Field notes - Drug safety modelling - April 2026
Five Models, One Molecule
A drug-safety screener for a problem with very little data. Five different models, one molecule, and the gap between their answers.
A few prescription drugs cause a rare but serious side effect: the patient's immune system starts attacking their own body. Drug companies want to flag risky candidates early. They have 477 confirmed examples to learn from.
1. One number hides too much
A confident probability isn't enough on its own
The previous version of this screener returned a single probability. It looked confident whether the molecule was familiar or out of the model's depth. You couldn't tell which.
2. Five models, watch them disagree
When five algorithms argue, the disagreement is the answer
Five different kinds of models score the same input. A tight cluster of probabilities means the answer is grounded. A wide spread means the molecule is hard to score, and any single number from the group would hide that.
The five live in five different families: a linear model, a nearest-neighbour model, a random forest, and two boosting variants (XGBoost and AdaBoost). They are different enough to disagree when a molecule is unfamiliar, and similar enough to agree when it is not.
3. Chemistry that doesn't need a model
Three checks that run regardless of which model is selected
Three quick checks accompany every prediction. None of them depend on a trained model; each answers a question a chemist would ask before trusting any number from the lineup.
4. A learning project, not a product
Built to study, not to ship
This is a study build, not a clinical tool.
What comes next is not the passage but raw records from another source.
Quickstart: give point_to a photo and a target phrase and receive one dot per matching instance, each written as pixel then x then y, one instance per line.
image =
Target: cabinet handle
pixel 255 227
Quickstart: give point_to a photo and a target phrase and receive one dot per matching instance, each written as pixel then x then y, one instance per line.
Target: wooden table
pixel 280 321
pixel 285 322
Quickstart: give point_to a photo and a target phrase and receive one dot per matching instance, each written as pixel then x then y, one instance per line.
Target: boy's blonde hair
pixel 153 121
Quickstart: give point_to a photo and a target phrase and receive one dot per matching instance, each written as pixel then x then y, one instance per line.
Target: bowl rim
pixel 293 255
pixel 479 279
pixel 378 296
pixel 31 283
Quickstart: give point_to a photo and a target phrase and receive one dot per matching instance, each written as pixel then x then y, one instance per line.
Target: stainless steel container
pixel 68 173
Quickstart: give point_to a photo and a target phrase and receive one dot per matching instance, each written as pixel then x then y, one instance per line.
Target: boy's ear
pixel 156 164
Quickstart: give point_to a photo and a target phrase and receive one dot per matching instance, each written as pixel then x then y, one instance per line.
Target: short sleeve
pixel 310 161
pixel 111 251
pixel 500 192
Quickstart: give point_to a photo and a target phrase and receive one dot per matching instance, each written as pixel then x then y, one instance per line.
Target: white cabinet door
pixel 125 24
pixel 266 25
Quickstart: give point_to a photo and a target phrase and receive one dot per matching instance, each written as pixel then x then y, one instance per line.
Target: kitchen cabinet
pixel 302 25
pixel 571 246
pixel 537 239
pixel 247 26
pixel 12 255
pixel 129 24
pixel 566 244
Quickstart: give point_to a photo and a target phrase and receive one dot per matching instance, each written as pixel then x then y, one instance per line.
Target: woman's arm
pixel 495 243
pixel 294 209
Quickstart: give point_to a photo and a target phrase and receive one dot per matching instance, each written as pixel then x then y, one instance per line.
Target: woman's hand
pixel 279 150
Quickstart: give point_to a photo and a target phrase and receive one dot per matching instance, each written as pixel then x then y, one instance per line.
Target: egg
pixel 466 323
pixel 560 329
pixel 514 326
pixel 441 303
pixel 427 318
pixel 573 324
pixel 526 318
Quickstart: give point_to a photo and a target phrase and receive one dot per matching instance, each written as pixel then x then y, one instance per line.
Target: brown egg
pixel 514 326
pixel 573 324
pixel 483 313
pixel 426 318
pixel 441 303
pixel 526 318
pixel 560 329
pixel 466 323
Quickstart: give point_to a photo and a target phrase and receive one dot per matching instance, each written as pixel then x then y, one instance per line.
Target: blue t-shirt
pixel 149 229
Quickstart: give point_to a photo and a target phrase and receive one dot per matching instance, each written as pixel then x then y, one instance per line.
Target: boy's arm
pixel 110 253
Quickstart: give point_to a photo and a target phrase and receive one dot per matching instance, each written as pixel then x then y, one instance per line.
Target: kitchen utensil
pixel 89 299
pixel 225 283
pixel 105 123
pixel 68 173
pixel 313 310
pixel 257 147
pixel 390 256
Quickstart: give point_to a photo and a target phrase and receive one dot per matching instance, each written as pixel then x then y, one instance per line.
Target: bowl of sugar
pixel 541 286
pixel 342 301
The goal was to compare five model families on the same small dataset and see what their disagreement looks like. The probabilities are not calibrated for real-world use, and nothing here should feed a medical decision.
Stack Built with scikit-learn, xgboost, RDKit, and Streamlit. Dataset: InterDIA (UCI repository ID 1104, 477 drug compounds labelled for drug-induced autoimmunity risk), 477 train and 120 test compounds.